Mark test_multi_threaded_executor as xfail by ivanpauno · Pull Request #1624 · ros2/rclcpp

ivanpauno · 2021-04-06T20:54:02Z

Related to #1008.

This test has been failing since a while ago, and doesn't seem to be easy to solve.
Marking it as xfail until a solution is found to avoid confusions.

What I think is happening is that the executor is being slow to execute the timer callback sometimes, and then the measured period is sometimes smaller than expected.

e.g.: period = 1000ms
timer ready at t1
callback executed at t1 + 500ms (executor delayed to schedule the callback)
timer ready again at t1 + 1000ms
callback executed at t1 + 1100ms
measured period of 1100ms - 500ms = 600ms

I remember experiencing something like that a lot ago, though I should try again to confirm.

Signed-off-by: Ivan Santiago Paunovic <ivanpauno@ekumenlabs.com>

hidmic

What I think is happening is that the executor is being slow to execute the timer callback sometimes, and then the measured period is sometimes smaller than expected.

That's quite plausible. I'm not sure we can do anything to prevent that, though perhaps we can reduce that latency. A test that's not this sensitive to time would be best e.g. using larger periods or asserts on timer period statistics.

clalancette · 2021-04-07T15:22:39Z

I've been reluctant to add more xfail tests, because right now is the period where we are trying to get rid of them.

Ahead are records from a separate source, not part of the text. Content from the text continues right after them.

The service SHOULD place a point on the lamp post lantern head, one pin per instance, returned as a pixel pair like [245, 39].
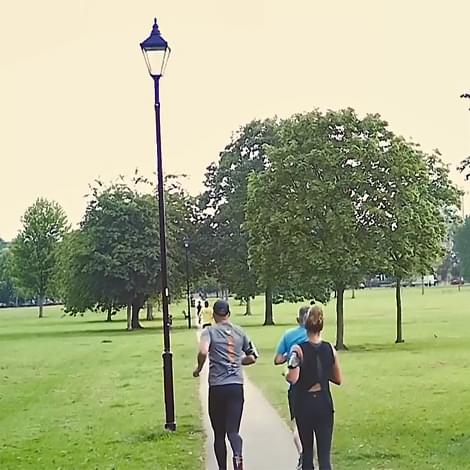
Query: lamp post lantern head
[156, 52]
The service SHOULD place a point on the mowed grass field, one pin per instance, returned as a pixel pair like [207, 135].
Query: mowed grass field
[79, 393]
[402, 406]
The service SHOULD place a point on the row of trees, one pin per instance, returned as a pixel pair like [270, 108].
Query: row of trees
[296, 208]
[112, 260]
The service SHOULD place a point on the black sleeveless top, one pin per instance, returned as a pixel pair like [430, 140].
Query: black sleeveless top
[316, 366]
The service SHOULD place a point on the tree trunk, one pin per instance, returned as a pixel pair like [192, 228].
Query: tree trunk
[136, 306]
[340, 319]
[41, 306]
[268, 307]
[248, 306]
[398, 300]
[129, 317]
[149, 312]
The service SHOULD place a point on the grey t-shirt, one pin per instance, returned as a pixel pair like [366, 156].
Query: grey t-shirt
[227, 345]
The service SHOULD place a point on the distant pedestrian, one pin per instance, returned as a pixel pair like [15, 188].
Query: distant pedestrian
[198, 309]
[206, 315]
[228, 348]
[290, 339]
[311, 367]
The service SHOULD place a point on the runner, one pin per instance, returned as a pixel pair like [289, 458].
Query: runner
[288, 341]
[311, 367]
[198, 310]
[206, 315]
[228, 348]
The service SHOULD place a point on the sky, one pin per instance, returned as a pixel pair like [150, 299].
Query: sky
[76, 102]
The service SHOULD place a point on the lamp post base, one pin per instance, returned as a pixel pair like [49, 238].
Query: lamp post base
[170, 427]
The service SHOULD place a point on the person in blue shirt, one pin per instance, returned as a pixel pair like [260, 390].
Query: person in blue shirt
[291, 338]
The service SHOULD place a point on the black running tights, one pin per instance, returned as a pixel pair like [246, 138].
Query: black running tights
[225, 412]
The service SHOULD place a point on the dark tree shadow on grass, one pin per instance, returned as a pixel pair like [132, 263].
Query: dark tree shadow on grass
[98, 333]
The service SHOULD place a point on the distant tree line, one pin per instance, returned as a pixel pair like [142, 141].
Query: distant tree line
[297, 209]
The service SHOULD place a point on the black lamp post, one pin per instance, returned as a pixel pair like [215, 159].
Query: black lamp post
[188, 295]
[156, 52]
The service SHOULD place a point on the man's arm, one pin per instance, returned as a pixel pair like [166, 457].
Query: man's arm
[203, 352]
[248, 360]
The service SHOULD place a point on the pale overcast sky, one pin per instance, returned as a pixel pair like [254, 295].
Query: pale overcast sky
[76, 100]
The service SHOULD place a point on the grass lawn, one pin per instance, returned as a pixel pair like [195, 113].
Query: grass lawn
[79, 393]
[404, 406]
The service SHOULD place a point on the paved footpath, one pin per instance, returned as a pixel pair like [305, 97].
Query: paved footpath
[267, 441]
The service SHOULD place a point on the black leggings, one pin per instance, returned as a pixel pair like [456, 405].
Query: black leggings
[314, 414]
[225, 412]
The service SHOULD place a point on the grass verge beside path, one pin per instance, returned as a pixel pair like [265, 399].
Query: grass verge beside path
[79, 393]
[402, 407]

What I'll say here is that if we don't solve this issue during the Galactic stabilization period, then I'm OK with marking it as xfail. But I do think this is one of the issues we should take a deeper look on in the next couple of weeks. So I'd say hold off on merging this PR until then.

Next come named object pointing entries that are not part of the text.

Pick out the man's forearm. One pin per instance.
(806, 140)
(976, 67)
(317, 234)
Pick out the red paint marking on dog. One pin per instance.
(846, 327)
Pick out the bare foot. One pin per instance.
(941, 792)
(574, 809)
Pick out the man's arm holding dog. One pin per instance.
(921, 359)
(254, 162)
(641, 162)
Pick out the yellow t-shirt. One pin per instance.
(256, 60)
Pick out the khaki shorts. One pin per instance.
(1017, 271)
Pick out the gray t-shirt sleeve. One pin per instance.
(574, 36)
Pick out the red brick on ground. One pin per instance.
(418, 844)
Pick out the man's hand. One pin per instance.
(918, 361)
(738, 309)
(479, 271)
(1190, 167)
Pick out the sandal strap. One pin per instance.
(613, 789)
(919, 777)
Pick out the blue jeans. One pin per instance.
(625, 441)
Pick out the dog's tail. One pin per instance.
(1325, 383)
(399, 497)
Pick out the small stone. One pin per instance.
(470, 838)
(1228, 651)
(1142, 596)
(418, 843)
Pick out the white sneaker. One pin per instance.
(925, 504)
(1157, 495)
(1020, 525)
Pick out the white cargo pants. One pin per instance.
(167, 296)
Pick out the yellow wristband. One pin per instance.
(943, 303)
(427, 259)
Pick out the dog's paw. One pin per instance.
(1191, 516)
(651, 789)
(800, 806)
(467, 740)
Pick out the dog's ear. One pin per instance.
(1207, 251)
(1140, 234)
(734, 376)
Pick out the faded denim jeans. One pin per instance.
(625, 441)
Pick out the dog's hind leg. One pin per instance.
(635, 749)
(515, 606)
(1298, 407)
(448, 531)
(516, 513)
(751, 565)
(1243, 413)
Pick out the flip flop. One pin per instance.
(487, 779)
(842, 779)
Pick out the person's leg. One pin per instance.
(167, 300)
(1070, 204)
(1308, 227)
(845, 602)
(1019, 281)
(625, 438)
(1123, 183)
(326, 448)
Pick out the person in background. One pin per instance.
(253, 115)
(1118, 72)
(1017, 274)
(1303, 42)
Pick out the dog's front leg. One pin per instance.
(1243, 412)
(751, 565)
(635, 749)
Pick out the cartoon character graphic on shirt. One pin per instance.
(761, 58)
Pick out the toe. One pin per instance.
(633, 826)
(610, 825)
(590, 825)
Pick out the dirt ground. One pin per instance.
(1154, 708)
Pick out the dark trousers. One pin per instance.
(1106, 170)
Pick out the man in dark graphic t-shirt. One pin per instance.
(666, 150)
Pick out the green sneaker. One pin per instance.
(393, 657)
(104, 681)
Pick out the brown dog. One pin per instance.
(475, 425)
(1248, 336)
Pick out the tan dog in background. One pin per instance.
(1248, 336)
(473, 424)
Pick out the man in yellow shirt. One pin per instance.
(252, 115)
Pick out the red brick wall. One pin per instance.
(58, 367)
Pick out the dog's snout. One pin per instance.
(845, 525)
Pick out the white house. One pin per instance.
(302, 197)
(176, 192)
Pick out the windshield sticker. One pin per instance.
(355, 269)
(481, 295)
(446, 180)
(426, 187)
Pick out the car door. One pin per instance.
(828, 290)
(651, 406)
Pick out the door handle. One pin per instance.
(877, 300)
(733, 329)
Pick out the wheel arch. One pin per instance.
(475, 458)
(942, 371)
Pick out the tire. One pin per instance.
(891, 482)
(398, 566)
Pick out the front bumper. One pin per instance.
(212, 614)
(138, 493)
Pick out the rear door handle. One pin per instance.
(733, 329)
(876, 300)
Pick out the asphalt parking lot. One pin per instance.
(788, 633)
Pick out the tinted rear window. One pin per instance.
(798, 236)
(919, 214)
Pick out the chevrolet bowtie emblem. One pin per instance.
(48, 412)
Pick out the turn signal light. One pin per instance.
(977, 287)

ivanpauno · 2021-04-07T16:32:33Z

What I'll say here is that if we don't solve this issue during the Galactic stabilization period, then I'm OK with marking it as xfail. But I do think this is one of the issues we should take a deeper look on in the next couple of weeks. So I'd say hold off on merging this PR until then.

Sounds good.

That's quite plausible. I'm not sure we can do anything to prevent that, though perhaps we can reduce that latency. A test that's not this sensitive to time would be best e.g. using larger periods or asserts on timer period statistics.

I will try to confirm if my theory is actually right, and in that case I will just adjust the period to make the failure less likely.

fujitatomoya · 2021-04-08T05:32:20Z

callback executed at t1 + 500ms (executor delayed to schedule the callback)

this also should be detected as error with upper bound?

rclcpp/rclcpp/test/rclcpp/executors/test_multi_threaded_executor.cpp

Lines 74 to 76 in 41fedb7

    
           // While this tolerance is a little wide, if the bug occurs, the next step will 
        
           // happen almost instantly. The purpose of this test is not to measure the jitter 
        
           // in timers, just assert that a reasonable amount of time has passed.

i do not really see that is reasonable... i think it would be nice to detect the problem in the 1st place.

but this is meant to be, based on #904 and #907 to relax the test failure.

I remember experiencing something like that a lot ago, though I should try again to confirm.

👍 it would be nice to see if the problem is with executor or cyclic accuracy.

ivanpauno · 2021-04-08T19:01:29Z

The problem seems to be that sometimes the timer call happens "way after" it should.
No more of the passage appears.